Aside from what Pakistan thinks of the US drone war, its legality is being questioned in the US itself as well as at UN forums. UN special rapporteur on extra-judicial killings, Christ of Heyns, has been expressing grave concern over the issue. At a UN meeting in Geneva last June he questioned drone strikes wondering, "Are we to accept major changes to the international legal system which has been in existence since World War II and survived nuclear threats?" He pointed out that "killings may be lawful in an armed conflict [such as the war in Afghanistan] but many targeted killings take place [like in Pakistan's tribal region] far from areas where it's recognised as being an armed conflict."

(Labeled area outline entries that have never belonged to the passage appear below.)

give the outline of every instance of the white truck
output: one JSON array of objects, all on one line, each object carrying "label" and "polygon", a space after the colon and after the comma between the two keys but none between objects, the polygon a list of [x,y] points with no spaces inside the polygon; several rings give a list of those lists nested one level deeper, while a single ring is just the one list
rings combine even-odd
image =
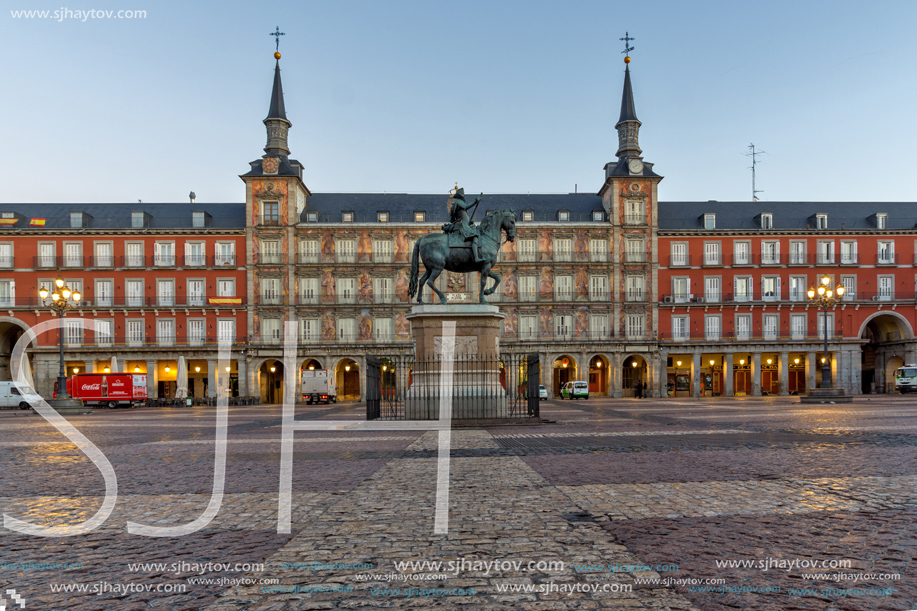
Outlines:
[{"label": "white truck", "polygon": [[304,369],[302,372],[302,399],[313,403],[337,403],[334,378],[327,369]]}]

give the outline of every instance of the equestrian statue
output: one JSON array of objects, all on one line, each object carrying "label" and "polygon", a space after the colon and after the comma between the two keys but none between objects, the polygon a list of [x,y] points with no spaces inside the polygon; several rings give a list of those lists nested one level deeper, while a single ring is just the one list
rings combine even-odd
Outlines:
[{"label": "equestrian statue", "polygon": [[[516,239],[516,213],[512,210],[492,210],[484,216],[479,225],[471,222],[481,198],[474,202],[465,202],[465,190],[456,188],[452,195],[449,209],[450,221],[443,225],[443,233],[429,233],[414,245],[411,255],[411,281],[408,295],[417,295],[417,303],[423,303],[423,286],[426,284],[436,293],[441,303],[445,304],[446,296],[434,282],[443,272],[478,272],[481,276],[481,303],[487,303],[485,295],[492,295],[503,279],[493,272],[497,256],[503,245],[503,234],[512,242]],[[419,260],[423,260],[426,269],[417,281]],[[493,278],[494,284],[485,289],[487,279]]]}]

An equally, if not more important issue is that these attacks have claimed far greater number of civilian lives than militants'. Many in this country, wary of the extremists for the threat they pose to the peace and progress of this society, tend to believe Washington's narrative, which now stands effectively challenged by well-regarded institutions within the US. A just out investigative research study carried out by the law schools of two prestigious American universities, Stanford and New York University, says "In the United States, the dominant narrative about the use of drones in Pakistan is of a surgically precise and effective tool that makes the US safer by enabling 'targeted killing' of terrorists, with minimal downsides or collateral impacts. This narrative is false." The study also corroborates earlier reports of secondary strikes on people trying to help victims of an initial attack, saying that secondary strikes have discouraged average civilians from coming to one another's rescue, and even inhibited the provision of emergency medical assistance from humanitarian workers. Heyns calls such attacks "war crimes." No wonder collateral damage - euphemism for civilian causalities - is as high as it is.

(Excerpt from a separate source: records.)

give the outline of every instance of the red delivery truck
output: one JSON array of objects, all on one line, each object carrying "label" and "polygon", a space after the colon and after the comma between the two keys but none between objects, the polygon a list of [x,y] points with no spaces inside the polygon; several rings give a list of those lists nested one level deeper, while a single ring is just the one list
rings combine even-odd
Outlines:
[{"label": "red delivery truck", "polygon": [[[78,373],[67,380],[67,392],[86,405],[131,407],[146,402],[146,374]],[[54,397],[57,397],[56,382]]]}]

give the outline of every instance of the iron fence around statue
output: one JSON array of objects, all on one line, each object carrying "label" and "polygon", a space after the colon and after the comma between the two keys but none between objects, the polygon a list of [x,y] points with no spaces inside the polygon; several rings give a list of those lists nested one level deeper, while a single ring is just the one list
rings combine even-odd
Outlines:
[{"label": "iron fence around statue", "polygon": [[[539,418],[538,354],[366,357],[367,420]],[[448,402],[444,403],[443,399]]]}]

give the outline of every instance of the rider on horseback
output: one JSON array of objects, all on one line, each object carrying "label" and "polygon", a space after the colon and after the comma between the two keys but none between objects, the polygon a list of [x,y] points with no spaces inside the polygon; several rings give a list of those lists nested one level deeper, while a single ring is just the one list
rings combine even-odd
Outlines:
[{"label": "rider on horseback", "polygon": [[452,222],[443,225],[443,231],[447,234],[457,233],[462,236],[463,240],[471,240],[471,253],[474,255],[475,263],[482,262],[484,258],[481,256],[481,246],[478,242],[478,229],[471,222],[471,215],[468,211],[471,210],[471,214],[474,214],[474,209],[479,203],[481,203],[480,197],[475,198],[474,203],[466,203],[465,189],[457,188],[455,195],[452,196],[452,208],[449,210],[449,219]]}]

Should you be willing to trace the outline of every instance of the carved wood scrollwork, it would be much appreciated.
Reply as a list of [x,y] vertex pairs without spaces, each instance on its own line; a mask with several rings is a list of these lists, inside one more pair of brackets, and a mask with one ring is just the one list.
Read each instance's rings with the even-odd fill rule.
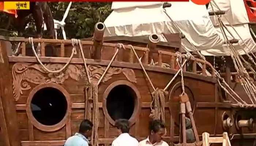
[[[56,70],[62,68],[61,64],[48,64],[46,67],[50,70]],[[90,65],[88,66],[91,80],[97,82],[106,69],[106,67]],[[71,77],[75,81],[82,79],[87,81],[84,67],[82,65],[70,64],[67,67],[58,73],[49,73],[40,65],[30,63],[16,63],[12,66],[12,85],[14,96],[15,100],[19,100],[23,91],[31,88],[29,83],[35,84],[55,82],[62,84],[65,80]],[[102,82],[105,82],[114,74],[123,73],[127,80],[131,82],[136,82],[134,71],[132,69],[110,67],[105,75]]]

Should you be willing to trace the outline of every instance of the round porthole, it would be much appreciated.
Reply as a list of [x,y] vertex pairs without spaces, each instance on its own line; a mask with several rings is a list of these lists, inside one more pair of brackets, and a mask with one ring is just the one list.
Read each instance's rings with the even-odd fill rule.
[[120,119],[128,119],[132,124],[135,122],[140,97],[132,84],[125,80],[115,82],[106,89],[103,97],[103,112],[110,123],[113,124]]
[[41,85],[30,92],[27,113],[29,120],[38,129],[56,131],[65,124],[69,101],[69,94],[61,86],[53,83]]

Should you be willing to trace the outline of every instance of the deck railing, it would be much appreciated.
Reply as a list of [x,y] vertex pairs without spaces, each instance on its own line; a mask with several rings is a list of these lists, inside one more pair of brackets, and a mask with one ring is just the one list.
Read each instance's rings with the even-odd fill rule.
[[[20,42],[21,43],[20,54],[22,57],[26,56],[26,47],[27,46],[27,44],[29,43],[29,39],[18,38],[15,39],[11,40],[10,41],[12,42]],[[41,49],[41,57],[46,57],[45,47],[47,45],[50,44],[53,45],[53,46],[55,46],[55,47],[56,45],[59,45],[59,46],[58,46],[58,49],[59,49],[59,51],[58,51],[59,53],[57,55],[55,56],[55,57],[67,58],[68,57],[65,56],[65,54],[66,53],[65,52],[67,50],[67,48],[65,48],[65,46],[69,45],[70,46],[72,43],[71,40],[64,40],[44,39],[33,39],[33,41],[35,44],[35,47],[36,47],[37,46],[37,45],[35,45],[37,43],[40,43],[40,44],[41,47],[40,47],[39,49]],[[84,52],[86,52],[86,49],[84,48],[86,47],[86,46],[87,46],[88,48],[93,47],[93,41],[81,41],[81,43],[83,46],[83,49]],[[103,49],[112,48],[116,50],[119,46],[118,44],[117,43],[104,43],[102,44],[102,49],[103,50]],[[131,46],[125,45],[124,45],[124,46],[125,49],[120,49],[115,59],[115,61],[126,62],[131,63],[138,63],[138,62],[137,58],[135,57],[135,55]],[[78,54],[79,55],[76,56],[74,56],[74,58],[80,58],[82,57],[80,55],[81,53],[80,52],[80,49],[78,49],[78,47],[77,47],[78,48],[77,48],[77,50]],[[148,65],[150,49],[147,47],[142,47],[137,46],[133,46],[133,47],[136,52],[138,54],[139,54],[140,55],[139,55],[139,56],[142,56],[142,63],[145,65]],[[106,49],[107,48],[107,49]],[[55,48],[53,49],[57,49]],[[129,51],[129,53],[128,53],[128,54],[124,54],[125,50],[126,51],[126,52],[127,52],[127,51]],[[87,50],[87,51],[90,51]],[[169,65],[169,67],[168,68],[171,69],[178,69],[178,68],[177,68],[177,66],[176,63],[176,58],[177,56],[177,54],[170,51],[161,50],[158,50],[158,52],[157,52],[157,53],[158,54],[158,63],[156,65],[155,65],[155,66],[156,65],[157,66],[162,67],[162,65],[163,64],[166,64]],[[142,54],[142,55],[141,55]],[[125,60],[125,59],[124,59],[124,56],[127,54],[128,56],[128,59]],[[104,54],[104,55],[106,55]],[[102,55],[101,54],[101,57],[102,57]],[[170,59],[169,60],[169,61],[167,61],[166,59],[163,59],[163,55],[167,56],[170,57]],[[54,57],[53,56],[48,56],[48,57]],[[127,58],[127,57],[125,57]],[[185,59],[184,57],[183,57],[184,59]],[[166,57],[165,57],[165,58],[166,58]],[[91,57],[87,59],[93,58]],[[209,74],[207,75],[206,73],[206,70],[207,69],[208,69],[208,70],[210,69],[210,70],[211,72],[211,76],[214,76],[214,73],[213,71],[214,69],[213,67],[209,62],[205,61],[202,59],[198,58],[191,57],[188,60],[187,62],[187,65],[185,65],[184,67],[184,71],[190,72],[195,74],[200,74],[204,76],[208,76]],[[197,63],[200,63],[202,65],[202,68],[201,69],[201,68],[199,67],[197,65]]]

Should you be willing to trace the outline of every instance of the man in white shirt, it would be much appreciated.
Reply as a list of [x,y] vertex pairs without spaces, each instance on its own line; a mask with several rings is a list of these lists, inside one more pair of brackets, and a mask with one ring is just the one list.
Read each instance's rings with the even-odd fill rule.
[[159,120],[154,120],[150,124],[150,134],[147,139],[140,142],[139,146],[169,146],[162,140],[165,134],[165,126]]
[[139,142],[129,134],[130,126],[128,120],[117,120],[115,123],[119,136],[112,142],[112,146],[138,146]]

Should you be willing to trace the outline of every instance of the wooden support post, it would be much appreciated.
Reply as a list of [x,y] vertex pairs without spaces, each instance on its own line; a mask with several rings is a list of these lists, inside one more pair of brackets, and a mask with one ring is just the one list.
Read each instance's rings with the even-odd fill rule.
[[134,58],[134,54],[133,52],[132,51],[132,49],[130,49],[130,53],[129,53],[129,62],[130,63],[133,63],[133,59]]
[[159,52],[158,53],[158,66],[162,66],[162,54]]
[[196,73],[196,61],[193,62],[193,72]]
[[41,56],[44,57],[45,56],[45,44],[44,42],[41,43]]
[[175,57],[171,56],[171,69],[174,69],[175,66]]
[[[230,86],[231,83],[231,71],[230,68],[229,66],[226,66],[226,76],[225,76],[225,80],[229,86]],[[227,94],[226,92],[226,99],[230,99],[230,96],[228,94]]]
[[65,57],[65,44],[64,43],[61,43],[60,45],[60,56],[61,57]]
[[144,64],[148,64],[148,51],[145,51],[144,55]]
[[203,76],[206,75],[206,64],[204,63],[203,65],[203,69],[202,69],[202,73]]
[[26,56],[26,43],[24,42],[21,43],[21,55]]
[[[20,135],[11,81],[11,75],[9,70],[8,57],[6,48],[1,47],[2,43],[2,41],[0,42],[0,96],[2,104],[0,104],[0,109],[3,111],[4,121],[5,123],[6,127],[2,128],[5,129],[7,132],[4,134],[6,136],[3,140],[7,146],[19,146]],[[0,122],[3,121],[3,119],[0,120]]]

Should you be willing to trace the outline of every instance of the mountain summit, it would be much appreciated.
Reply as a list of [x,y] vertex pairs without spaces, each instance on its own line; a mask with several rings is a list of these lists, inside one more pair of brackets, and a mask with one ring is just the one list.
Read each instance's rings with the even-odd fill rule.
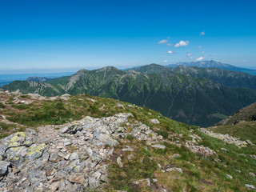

Those operating the drones of course have no qualms about killing Pakistanis. A report appearing in Newsweek a couple of months ago described target selection for what is known as "signature strikes" and/or "crowd killing". Former CIA Director Michael Hayden was quoted explaining "signature strikes" to Obama soon after he became president like this: "we can see that there are a lot of military-age males down there, men associated with terrorist activity, but we don't always know who they are." In other words, any young person in Pakistan's tribal areas is a target, and hence has a reason to fear and hate the US. This obviously would not be happening had the US accepted Pakistan's request for transfer of drone technology. Drones operated by Pakistani hands would kill, too, but only carefully tracked militants, not randomly selected crowds of young people. Obama's escalation of the drone war may serve well his re-election bid; the cost though is an increasing anti-Americanism in this part of the world.